Ark. Sup.Ct. Rule 4-2(a)(8) (2009). In this case, neither the addendum nor the record includes documentary proof of the date when Appellant's complaint and first request for admissions were served on Appellee. Such proof of service is essential to an understanding of Appellant's first point on appeal.

Here, the notice of appeal did not make a request for the entire record of the proceedings below. As we stated in Gilbert v. Moore, 362 Ark. 657, 210 S.W.3d 125 (2005), pursuant to Ark. R.App. P.-Civ. 6(c), where the parties in good faith abbreviated the record by agreement or without objection from opposing parties, this court "shall not affirm or dismiss the appeal on account of any deficiency in the record without notice to the appellant and reasonable opportunity to supply the deficiency." Ark. R.App. P.-Civ. 6(c) (2009). Further, pursuant to Rule 6(e), this court can sua sponte direct the parties to supply any omitted material by filing a certified, supplemental record. Ark. R.App. P.-Civ. 6(e); Gilbert v. Moore, supra.

We recognize that the record presently before us is abbreviated due to the materials requested by Appellant in his notice of appeal and designation of the record. See, e.g., Selmon v. Metropolitan Life Ins. Co., 371 Ark. 306, 264 S.W.3d 547 (2007). Appellee failed to object to the abbreviated record and did not file a designation of any additional materials he believed should have been included in the record. Thus, Appellee tacitly consented to the record. See id. (citing Gilbert v. Moore, supra).

Pursuant to Ark. R.App. P.-Civ. 6(c) and (e), we order Appellant to supply this court *12 with a certified, supplemental record that includes a complete trial transcript and the proof of service referenced above (if part of the proceedings below), within sixty (60) days of the issuance of this opinion. Appellant is further ordered to file a substituted brief that includes an abstract of the complete trial transcript and an addendum as required by Ark. Sup.Ct. R. 4-2(a)(5) and (a)(8) (2009).

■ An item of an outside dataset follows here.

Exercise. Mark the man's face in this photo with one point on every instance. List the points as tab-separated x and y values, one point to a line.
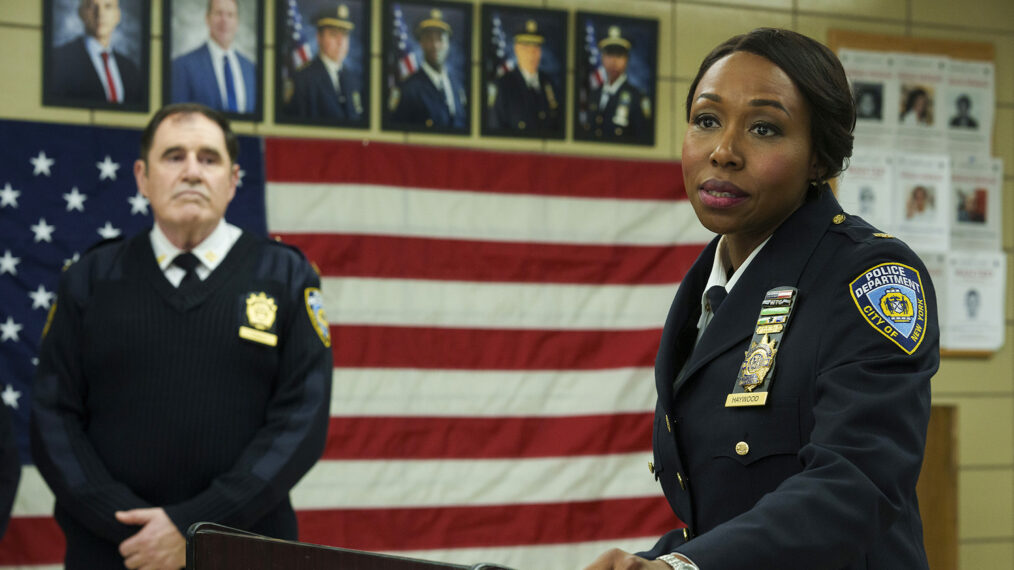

While examples of deficiencies in the abstract, addendum, and record are noted above, we encourage Appellant, prior to filing the substituted brief, to review our rules and his substituted brief to ensure that no additional deficiencies are present.

Rebriefing and supplemental record ordered.

NOTES

[1] In the abstracting of testimony, "the first person (i.e., "I") rather than the third person (i.e., "he, she") shall be used," and the "abstract or abridgement of the transcript should consist of an impartial condensation ... of the testimony of the witnesses and colloquies between the court and counsel and other parties...." Ark. Sup.Ct. R. 4-2(a)(5) (emphasis added). Thus, the abstract should be a condensed version of the transcript, not a verbatim copy.